Search code examples
pythonnlpnltkpos-tagger

NLTK: Getting rid of parentheses and pos- tagger


I have this code.

from nltk import pos_tag, ne_chunk
import nltk.chunk
from nltk.corpus import names
qry = "who is Ronald Avon"
tokens = nltk.tokenize.word_tokenize(qry)
pos = nltk.pos_tag(tokens)
sentt = nltk.ne_chunk(pos, binary = False)
person = []
for subtree in sentt.subtrees(filter=lambda t: t.node == 'PERSON'):
    for leave in subtree.leaves():
        person.append(leave)
print "person=", person

It gets names in a sentence. This is the result I get.

person= [('Ronald', 'NNP'), ('Avon', 'NNP')]

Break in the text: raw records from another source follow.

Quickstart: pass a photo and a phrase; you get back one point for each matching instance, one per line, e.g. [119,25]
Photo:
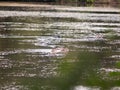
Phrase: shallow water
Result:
[65,49]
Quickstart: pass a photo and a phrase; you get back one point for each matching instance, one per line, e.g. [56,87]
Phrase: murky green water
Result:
[68,49]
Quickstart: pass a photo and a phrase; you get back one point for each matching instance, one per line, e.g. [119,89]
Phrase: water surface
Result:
[63,49]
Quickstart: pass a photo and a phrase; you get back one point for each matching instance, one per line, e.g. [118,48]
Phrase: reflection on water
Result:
[67,49]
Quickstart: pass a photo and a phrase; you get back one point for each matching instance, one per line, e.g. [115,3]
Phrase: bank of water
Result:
[60,49]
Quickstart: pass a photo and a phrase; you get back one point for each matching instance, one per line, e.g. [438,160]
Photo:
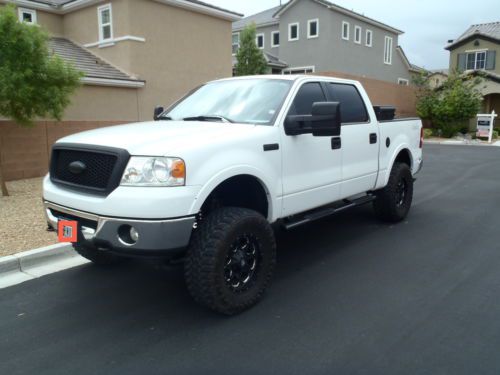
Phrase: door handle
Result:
[336,143]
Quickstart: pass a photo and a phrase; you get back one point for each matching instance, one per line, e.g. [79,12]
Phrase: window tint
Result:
[352,107]
[276,39]
[308,94]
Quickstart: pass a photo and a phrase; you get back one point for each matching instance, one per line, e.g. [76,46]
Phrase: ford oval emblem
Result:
[77,167]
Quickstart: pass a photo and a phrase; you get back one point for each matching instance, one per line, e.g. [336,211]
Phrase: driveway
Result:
[351,296]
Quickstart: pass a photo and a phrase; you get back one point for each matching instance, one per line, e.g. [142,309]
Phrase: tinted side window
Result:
[308,94]
[352,107]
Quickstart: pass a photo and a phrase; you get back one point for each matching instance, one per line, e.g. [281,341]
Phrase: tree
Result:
[33,82]
[250,59]
[450,106]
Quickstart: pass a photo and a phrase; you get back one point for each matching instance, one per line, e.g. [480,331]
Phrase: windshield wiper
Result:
[209,118]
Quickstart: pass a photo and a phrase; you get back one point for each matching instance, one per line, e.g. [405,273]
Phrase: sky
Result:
[428,24]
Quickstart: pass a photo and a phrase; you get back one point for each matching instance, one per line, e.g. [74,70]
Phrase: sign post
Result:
[485,125]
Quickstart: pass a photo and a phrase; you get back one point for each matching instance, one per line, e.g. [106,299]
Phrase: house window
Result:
[301,70]
[236,43]
[105,22]
[275,39]
[260,41]
[388,50]
[345,30]
[293,32]
[312,28]
[369,38]
[476,60]
[357,34]
[27,16]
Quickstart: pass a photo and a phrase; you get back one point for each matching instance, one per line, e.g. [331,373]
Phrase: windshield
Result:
[248,101]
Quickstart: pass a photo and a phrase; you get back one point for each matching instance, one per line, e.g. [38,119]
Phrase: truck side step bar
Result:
[326,211]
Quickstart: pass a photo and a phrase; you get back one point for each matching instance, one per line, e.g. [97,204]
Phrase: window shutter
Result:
[490,60]
[462,62]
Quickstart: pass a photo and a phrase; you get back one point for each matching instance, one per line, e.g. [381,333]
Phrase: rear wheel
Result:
[230,260]
[394,201]
[96,256]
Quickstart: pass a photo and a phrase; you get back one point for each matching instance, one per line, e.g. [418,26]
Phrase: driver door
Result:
[312,166]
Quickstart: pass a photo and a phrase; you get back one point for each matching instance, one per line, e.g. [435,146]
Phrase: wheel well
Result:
[404,157]
[240,191]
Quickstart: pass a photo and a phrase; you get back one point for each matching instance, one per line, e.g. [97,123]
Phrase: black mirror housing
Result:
[157,112]
[324,121]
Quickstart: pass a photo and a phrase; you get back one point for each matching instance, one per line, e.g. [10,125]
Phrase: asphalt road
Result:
[351,296]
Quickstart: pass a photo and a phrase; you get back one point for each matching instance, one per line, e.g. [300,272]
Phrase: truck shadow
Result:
[161,291]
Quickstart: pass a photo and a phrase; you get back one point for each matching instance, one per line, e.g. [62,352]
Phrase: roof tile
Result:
[85,61]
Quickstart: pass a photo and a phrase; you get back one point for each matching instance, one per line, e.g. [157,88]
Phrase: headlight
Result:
[154,171]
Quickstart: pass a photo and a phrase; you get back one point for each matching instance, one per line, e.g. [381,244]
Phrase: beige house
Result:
[135,54]
[437,77]
[476,51]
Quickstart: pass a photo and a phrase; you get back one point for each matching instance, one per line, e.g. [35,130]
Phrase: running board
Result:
[323,212]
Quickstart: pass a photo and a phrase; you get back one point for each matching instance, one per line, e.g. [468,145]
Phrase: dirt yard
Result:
[22,221]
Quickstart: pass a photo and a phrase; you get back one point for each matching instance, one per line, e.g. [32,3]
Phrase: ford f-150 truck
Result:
[205,181]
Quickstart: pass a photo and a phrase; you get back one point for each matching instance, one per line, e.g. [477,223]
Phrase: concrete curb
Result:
[32,264]
[461,143]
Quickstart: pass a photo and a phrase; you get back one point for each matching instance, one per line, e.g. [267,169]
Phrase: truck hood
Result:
[164,138]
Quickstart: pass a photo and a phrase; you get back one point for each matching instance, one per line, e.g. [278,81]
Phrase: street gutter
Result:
[32,264]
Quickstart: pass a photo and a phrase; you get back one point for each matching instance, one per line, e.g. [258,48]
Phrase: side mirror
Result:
[324,121]
[157,112]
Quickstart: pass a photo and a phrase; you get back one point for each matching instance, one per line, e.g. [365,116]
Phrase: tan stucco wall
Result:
[183,49]
[99,103]
[483,44]
[82,26]
[53,23]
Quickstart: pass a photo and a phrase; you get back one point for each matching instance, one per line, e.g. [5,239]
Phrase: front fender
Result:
[219,178]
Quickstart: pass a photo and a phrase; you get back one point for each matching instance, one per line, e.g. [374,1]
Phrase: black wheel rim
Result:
[242,263]
[401,192]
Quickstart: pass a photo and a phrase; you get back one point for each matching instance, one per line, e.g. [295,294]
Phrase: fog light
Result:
[128,235]
[134,234]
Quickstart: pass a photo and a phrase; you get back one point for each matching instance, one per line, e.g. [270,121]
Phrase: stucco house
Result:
[476,52]
[437,77]
[315,36]
[135,54]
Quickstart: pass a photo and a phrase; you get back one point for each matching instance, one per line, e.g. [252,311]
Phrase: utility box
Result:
[485,124]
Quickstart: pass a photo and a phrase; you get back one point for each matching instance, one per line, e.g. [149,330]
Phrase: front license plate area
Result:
[67,231]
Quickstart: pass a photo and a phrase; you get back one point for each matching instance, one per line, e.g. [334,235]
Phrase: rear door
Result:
[360,140]
[311,165]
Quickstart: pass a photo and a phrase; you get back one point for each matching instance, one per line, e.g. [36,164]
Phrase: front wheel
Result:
[231,260]
[393,203]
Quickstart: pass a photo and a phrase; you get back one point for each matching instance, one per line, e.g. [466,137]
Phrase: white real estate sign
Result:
[485,124]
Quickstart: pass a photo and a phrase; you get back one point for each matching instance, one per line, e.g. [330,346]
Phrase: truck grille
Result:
[92,169]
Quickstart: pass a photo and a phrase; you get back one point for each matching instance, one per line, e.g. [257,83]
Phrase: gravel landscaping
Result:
[22,221]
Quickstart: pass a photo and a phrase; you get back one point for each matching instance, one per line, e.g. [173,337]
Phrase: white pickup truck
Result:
[204,182]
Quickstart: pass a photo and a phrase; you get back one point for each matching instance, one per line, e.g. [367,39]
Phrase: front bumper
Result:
[155,236]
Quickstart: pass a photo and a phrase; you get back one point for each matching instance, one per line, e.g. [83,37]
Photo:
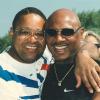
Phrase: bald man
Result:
[63,36]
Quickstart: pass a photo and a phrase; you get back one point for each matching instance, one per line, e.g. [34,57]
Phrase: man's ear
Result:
[11,32]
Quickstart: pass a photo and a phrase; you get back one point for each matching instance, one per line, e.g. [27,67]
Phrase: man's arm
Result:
[87,70]
[96,96]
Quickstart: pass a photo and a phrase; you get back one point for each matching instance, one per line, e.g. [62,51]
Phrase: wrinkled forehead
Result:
[63,21]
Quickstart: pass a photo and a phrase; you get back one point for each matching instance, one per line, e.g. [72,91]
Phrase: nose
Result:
[59,37]
[32,38]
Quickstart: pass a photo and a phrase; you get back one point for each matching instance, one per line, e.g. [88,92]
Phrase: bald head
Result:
[63,16]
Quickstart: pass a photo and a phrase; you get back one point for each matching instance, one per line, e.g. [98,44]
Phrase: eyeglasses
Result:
[27,32]
[64,32]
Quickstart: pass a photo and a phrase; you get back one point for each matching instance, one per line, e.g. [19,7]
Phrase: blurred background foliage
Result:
[90,20]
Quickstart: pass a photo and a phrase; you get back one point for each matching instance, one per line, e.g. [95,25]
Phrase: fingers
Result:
[95,80]
[78,79]
[87,83]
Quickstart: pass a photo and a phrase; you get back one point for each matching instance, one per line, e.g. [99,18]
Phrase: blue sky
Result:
[8,8]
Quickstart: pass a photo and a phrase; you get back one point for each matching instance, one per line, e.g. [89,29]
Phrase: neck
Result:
[65,61]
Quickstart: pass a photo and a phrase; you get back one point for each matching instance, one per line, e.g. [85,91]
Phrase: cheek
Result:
[18,42]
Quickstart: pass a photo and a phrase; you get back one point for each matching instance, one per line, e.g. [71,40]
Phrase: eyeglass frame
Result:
[58,31]
[26,29]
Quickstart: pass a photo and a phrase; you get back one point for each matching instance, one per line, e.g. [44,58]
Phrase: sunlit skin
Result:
[60,46]
[28,48]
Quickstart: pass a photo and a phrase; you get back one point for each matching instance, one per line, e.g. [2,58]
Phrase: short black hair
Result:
[25,11]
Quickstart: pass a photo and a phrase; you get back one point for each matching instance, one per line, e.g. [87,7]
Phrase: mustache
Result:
[60,43]
[34,44]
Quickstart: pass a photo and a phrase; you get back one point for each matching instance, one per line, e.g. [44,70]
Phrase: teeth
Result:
[31,47]
[60,47]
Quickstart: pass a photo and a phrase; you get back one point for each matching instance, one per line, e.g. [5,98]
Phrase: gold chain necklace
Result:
[60,81]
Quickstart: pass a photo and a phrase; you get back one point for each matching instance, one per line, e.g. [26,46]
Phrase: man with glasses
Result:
[63,35]
[23,67]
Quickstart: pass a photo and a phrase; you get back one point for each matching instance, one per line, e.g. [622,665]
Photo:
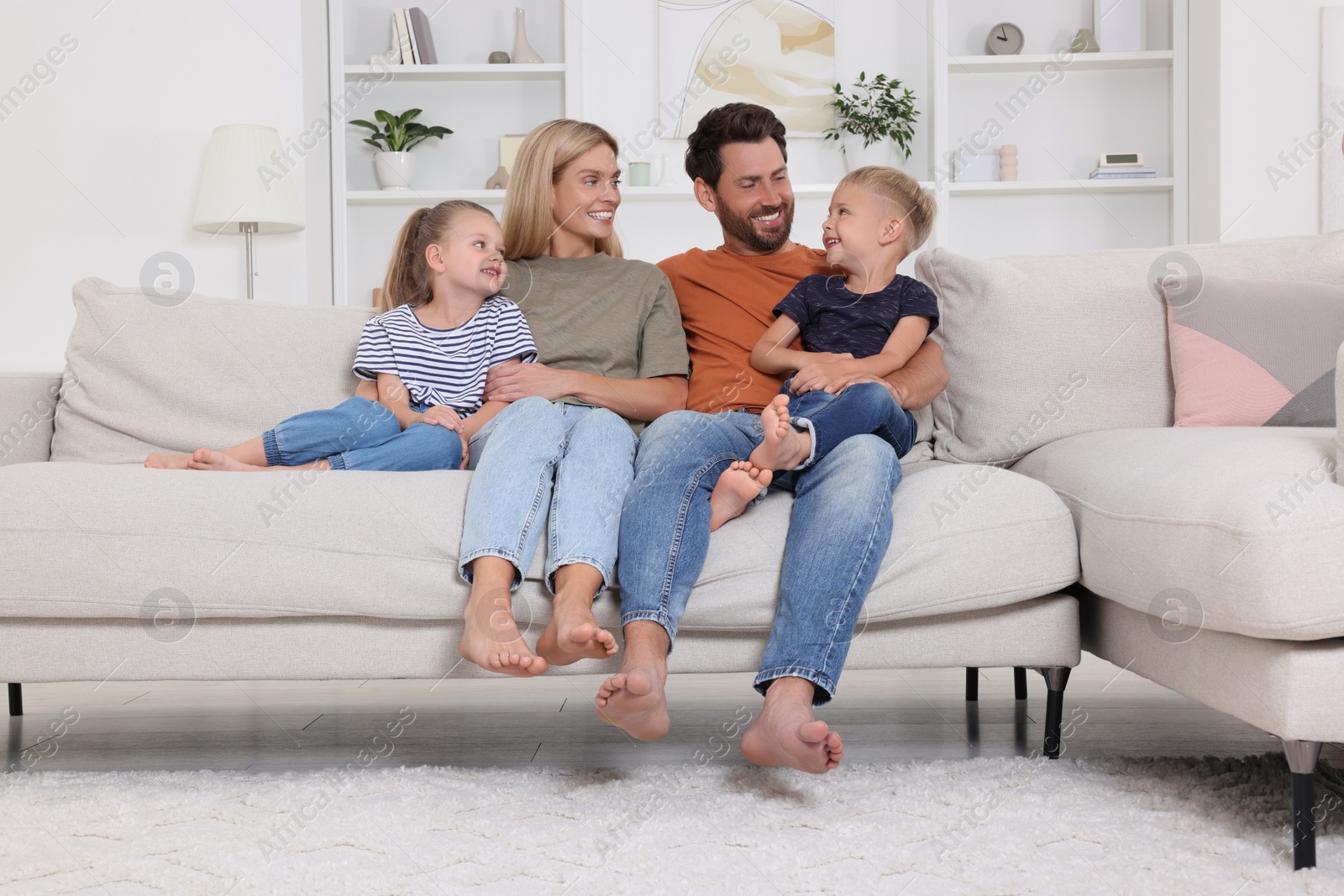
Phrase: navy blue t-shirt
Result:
[835,320]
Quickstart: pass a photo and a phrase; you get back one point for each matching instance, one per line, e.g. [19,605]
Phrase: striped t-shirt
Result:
[444,367]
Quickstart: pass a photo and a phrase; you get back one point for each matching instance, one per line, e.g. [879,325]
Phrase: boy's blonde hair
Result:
[546,152]
[918,207]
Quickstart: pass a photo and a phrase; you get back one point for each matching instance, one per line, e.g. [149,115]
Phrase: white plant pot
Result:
[394,170]
[857,155]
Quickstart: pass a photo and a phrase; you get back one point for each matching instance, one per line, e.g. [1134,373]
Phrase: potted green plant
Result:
[394,141]
[871,118]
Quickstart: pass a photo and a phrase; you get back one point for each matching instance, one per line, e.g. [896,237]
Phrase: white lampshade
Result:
[244,181]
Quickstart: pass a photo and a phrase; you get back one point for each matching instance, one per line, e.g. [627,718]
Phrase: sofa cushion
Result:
[82,540]
[143,376]
[1242,523]
[1047,347]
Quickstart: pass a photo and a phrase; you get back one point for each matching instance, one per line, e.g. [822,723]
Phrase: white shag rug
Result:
[981,826]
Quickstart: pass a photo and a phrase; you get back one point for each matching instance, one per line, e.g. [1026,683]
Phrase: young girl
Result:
[440,332]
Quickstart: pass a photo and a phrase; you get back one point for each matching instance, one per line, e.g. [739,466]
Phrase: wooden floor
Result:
[884,716]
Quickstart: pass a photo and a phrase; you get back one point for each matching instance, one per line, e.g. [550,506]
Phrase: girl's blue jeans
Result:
[360,434]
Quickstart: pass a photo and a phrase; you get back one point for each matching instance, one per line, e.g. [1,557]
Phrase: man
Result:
[840,526]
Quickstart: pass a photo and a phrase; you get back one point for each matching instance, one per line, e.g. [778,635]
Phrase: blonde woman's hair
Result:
[918,207]
[409,280]
[546,152]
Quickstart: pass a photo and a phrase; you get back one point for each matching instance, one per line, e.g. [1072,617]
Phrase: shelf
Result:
[511,71]
[1047,187]
[1079,62]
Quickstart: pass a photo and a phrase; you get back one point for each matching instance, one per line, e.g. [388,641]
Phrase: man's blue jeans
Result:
[864,407]
[837,535]
[360,434]
[541,461]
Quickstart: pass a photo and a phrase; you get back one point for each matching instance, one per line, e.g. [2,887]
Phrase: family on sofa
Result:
[640,407]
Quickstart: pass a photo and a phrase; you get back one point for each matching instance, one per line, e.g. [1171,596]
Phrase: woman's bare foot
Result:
[491,638]
[168,461]
[736,490]
[785,732]
[575,634]
[783,448]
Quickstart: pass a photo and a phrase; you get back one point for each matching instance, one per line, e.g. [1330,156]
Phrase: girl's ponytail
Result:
[407,281]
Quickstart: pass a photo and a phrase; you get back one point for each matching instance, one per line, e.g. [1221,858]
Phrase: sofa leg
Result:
[1301,761]
[1055,680]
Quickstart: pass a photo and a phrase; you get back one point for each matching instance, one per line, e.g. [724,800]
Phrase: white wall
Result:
[101,161]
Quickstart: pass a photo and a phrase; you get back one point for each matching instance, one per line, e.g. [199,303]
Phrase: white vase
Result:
[857,155]
[522,49]
[394,170]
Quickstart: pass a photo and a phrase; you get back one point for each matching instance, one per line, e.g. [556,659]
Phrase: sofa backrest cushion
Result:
[208,372]
[1053,345]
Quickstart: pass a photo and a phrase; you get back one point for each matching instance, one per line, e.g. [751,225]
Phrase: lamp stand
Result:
[249,228]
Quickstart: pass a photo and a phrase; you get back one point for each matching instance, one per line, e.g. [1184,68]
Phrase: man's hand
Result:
[511,382]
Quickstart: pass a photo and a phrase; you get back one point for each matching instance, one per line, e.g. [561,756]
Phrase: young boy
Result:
[864,320]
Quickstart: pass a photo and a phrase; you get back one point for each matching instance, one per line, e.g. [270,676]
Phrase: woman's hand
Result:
[511,382]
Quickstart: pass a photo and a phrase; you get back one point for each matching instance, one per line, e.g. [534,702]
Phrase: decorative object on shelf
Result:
[1005,39]
[393,161]
[234,199]
[1120,24]
[1085,42]
[523,51]
[781,55]
[871,118]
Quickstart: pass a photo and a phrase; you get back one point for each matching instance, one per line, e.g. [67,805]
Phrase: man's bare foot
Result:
[736,490]
[575,634]
[783,448]
[168,461]
[785,732]
[491,638]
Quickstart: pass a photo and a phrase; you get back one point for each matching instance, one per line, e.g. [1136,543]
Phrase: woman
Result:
[611,356]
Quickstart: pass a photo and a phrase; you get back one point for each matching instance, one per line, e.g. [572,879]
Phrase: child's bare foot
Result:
[783,448]
[736,490]
[575,634]
[168,461]
[492,641]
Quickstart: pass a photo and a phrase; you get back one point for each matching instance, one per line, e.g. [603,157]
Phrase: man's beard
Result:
[745,230]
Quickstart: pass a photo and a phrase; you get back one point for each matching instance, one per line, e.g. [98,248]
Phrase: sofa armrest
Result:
[27,410]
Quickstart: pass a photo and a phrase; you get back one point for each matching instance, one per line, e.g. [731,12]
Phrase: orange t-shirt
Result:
[727,304]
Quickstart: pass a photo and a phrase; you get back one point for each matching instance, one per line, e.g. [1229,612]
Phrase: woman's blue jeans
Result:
[360,434]
[564,465]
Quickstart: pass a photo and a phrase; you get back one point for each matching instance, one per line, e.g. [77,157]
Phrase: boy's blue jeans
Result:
[554,466]
[360,434]
[839,532]
[864,407]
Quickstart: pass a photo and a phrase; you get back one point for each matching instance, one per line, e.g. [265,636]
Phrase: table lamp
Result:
[246,183]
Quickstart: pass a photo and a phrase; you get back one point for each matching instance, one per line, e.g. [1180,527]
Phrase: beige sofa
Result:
[112,570]
[1061,372]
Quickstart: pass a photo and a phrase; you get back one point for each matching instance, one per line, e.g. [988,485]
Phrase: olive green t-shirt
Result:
[600,315]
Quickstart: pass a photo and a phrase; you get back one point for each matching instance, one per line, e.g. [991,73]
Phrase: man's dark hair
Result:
[737,123]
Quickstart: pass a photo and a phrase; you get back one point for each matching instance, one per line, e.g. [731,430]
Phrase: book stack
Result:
[1115,172]
[413,45]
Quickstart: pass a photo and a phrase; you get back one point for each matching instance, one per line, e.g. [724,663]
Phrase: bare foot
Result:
[491,638]
[635,703]
[783,448]
[575,634]
[785,734]
[168,461]
[736,490]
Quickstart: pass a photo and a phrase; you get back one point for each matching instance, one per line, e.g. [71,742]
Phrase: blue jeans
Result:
[360,434]
[864,407]
[542,459]
[837,535]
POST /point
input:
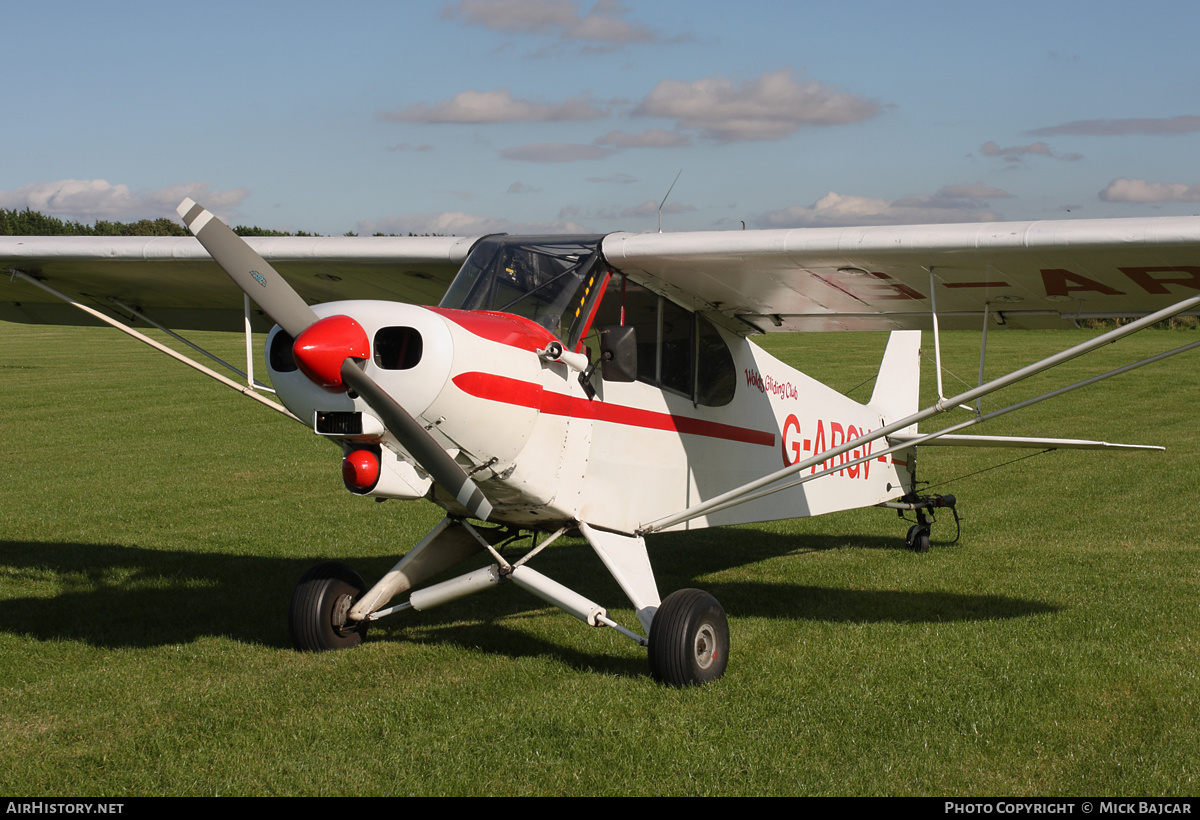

How do i get the result like this:

Ronald
Avon

without the 'NNP' and the parentheses. Thanks.


Solution

  • Use a list comprehension.

    To get an array of the names:

    names = [name for name, tag in person]
    

    To output a string in the format you give:

    # Python 2 (print is a statement)
    print "\n".join([name for name, tag in person])
    
    # Python 3 (print is a function)
    print("\n".join([name for name, tag in person]))
    

    This is really a basic Python data structure question - it's not specific to NLTK. You might find an introductory guide like An informal guide to Python useful.